Micronas rechnet mit weiterer Erholung

Nach dem turbulenten Geschäftsjahr 2009, mit einem Umsatzrückgang um rund 57 Prozent auf 241 Mio. Schweizer Franken (CHF), will sich Micronas verstärkt auf den Automotive-Markt konzentrieren, um sich wieder dauerhaft profitabel aufzustellen.

Im abgelaufenen Geschäftsjahr 2009 stand Micronas unter dem Einfluss dramatischer, negativer wirtschaftlicher Entwicklungen auf den Weltmärkten, welche das Unternehmen zu einschneidenden Maßnahmen zwangen. Mit dem Ziel, das Unternehmen wieder dauerhaft profitabel aufzustellen und sich dabei auf seine Stärken im Automotive-Bereich zu konzentrieren, entschied der Verwaltungsrat – im Einvernehmen mit dem Management – im Februar 2009, den verlustträchtigen Consumer-Bereich aufzugeben und sich künftig auf den Automotive-Bereich mit seinen zwei Produktlinien Hall-Sensoren und Mikrocontroller zu konzentrieren.

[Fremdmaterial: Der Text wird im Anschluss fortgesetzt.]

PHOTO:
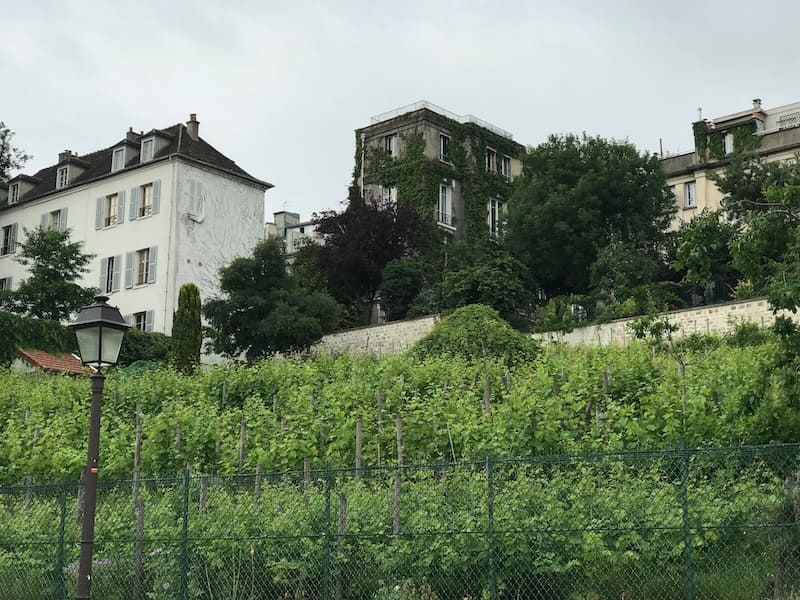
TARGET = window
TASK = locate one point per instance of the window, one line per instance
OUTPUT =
(505, 167)
(727, 143)
(9, 240)
(390, 145)
(110, 269)
(491, 161)
(118, 160)
(146, 200)
(690, 194)
(110, 211)
(148, 146)
(62, 177)
(495, 217)
(444, 207)
(142, 266)
(444, 148)
(13, 193)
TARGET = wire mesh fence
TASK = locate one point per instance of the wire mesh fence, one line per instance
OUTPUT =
(720, 523)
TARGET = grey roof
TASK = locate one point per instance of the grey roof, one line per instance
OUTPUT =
(97, 164)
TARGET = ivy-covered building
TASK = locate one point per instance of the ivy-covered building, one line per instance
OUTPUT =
(774, 134)
(456, 169)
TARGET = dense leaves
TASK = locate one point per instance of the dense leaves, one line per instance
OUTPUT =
(54, 265)
(263, 310)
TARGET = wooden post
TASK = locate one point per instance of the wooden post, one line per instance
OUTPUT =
(242, 444)
(359, 441)
(259, 475)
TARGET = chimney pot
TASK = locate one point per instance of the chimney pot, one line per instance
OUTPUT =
(193, 127)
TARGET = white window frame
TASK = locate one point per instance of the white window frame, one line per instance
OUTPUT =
(505, 166)
(444, 204)
(141, 266)
(62, 177)
(495, 216)
(148, 149)
(390, 145)
(690, 194)
(444, 147)
(145, 200)
(118, 160)
(491, 160)
(13, 193)
(110, 210)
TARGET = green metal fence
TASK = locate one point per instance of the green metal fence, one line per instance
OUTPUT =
(719, 523)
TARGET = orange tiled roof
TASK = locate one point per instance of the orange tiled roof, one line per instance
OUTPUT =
(63, 363)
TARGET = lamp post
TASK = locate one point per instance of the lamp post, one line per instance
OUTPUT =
(99, 329)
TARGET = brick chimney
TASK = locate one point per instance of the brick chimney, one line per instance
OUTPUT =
(193, 127)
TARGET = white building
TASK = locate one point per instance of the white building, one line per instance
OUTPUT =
(157, 209)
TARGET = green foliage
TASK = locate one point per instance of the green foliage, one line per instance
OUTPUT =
(40, 334)
(11, 157)
(263, 310)
(401, 283)
(477, 332)
(187, 336)
(138, 345)
(577, 196)
(54, 264)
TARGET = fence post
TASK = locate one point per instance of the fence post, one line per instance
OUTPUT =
(61, 592)
(490, 528)
(326, 556)
(184, 591)
(687, 537)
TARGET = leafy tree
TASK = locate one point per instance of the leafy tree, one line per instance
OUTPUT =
(577, 196)
(359, 243)
(54, 264)
(187, 335)
(11, 157)
(477, 332)
(262, 310)
(485, 273)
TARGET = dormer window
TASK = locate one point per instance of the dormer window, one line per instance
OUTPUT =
(62, 177)
(13, 193)
(118, 160)
(148, 146)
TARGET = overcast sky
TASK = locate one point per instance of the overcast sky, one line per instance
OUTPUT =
(280, 87)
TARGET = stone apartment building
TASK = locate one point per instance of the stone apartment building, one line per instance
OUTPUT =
(157, 209)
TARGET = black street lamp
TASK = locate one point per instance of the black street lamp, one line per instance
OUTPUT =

Das Management und der Verwaltungsrat wurden erneuert und damit die Voraussetzungen geschaffen, den Neustart des Unternehmens einzuleiten. An der außerordentlichen Generalversammlung wählten die Aktionaäre die neuen Verwaltungsratsmitglieder Klaus Blickle, CEO des Automobilzulieferanten Harman Becker Automotive Systems, Lucas A. Grolimund, ehemaliger CEO von Cicor und Schlatter Holding, Dieter G. Seipler, Vorsitzender der Geschäftsführung des Automobilzulieferers Mann und Hummel Holding, und Stefan Wolf, Vorstandsvorsitzender des Automobilzulieferers ElringKlinger, für eine Amtsdauer in den Verwaltungsrat. Die bisherigen Verwaltungsräte Thomas Lustenberger, Christoph Brand, Rudolf W. Hug und Harald Stanzer traten am 27. November 2009 zurück. Der Verwaltungsrat bestimmte Heinrich W. Kreutzer als neuen Präsidenten.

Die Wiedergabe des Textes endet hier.